[asa] Re: [asa] Because of us - Steve Fuller's anthropic principle - Darwin's original sin

From: wjp <wjp@swcp.com>
Date: Tue Apr 28 2009 - 09:51:04 EDT

Cameron:

As I read your piece I thought of things that I might add, but I think you've
covered it all, at least for me.

If God's "intervention" in the world is utterly and entirely explained
by chance, then the entire Bible is myth and a lie, and no one should
be a Christian.

By chance (I think as you've defined it) I mean that not even God can know
with certainty what will come to be, otherwise it falls into the "front
loaded" category.

I go a step further, however, as I reject the notion that All of God's
"intervention" can be considered as being "front loaded." This too makes
of Scripture nonsense. This is simply not the God of Scripture.
So we ought to simply toss the Scripture out; and then, again there ought to
be no Christians, although perhaps Theists.

Bear in mind that these modes of "intervention" are entire. They prohibit
God from acting directly in the creation. They assert that God can never
and never has (perhaps never will) directly intervene into history.

I presume that no one on this list abides by such a restriction. Everyone,
I take it, presumes that God broke into history with the birth of Jesus,
and at His Resurrection. Undoubtedly, there are other examples that everyone
would allow as historical interventions.

Would a Dawkins/Gould model of evolution and its metaphysical commitments also
extend beyond evolution to the very possibilities of the world (even all possible
worlds)? Or can we confine the discussion to evolution alone?
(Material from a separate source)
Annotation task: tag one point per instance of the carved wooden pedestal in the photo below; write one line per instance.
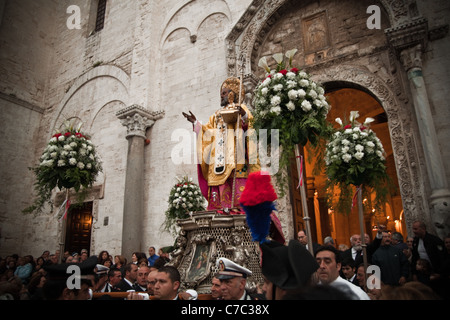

Cameron has confined his comments to evolution itself and therefore, I suppose,
to the existence of man as a species. Is it possible to agree with Dawkins et al.
about evolution, and yet vehemently be opposed to them regarding human history
after the "creation" of man? Why having followed them down the paths of ancient
history should one abandon them for the last couple thousand of years?
It is logically possible I suppose. Perhaps God was as surprised as we might be
that man, as we know him, came to be. But having come to be, He
decided that He was going to get involved more directly. Logically possible,
but still not the kind of God revealed in Scripture.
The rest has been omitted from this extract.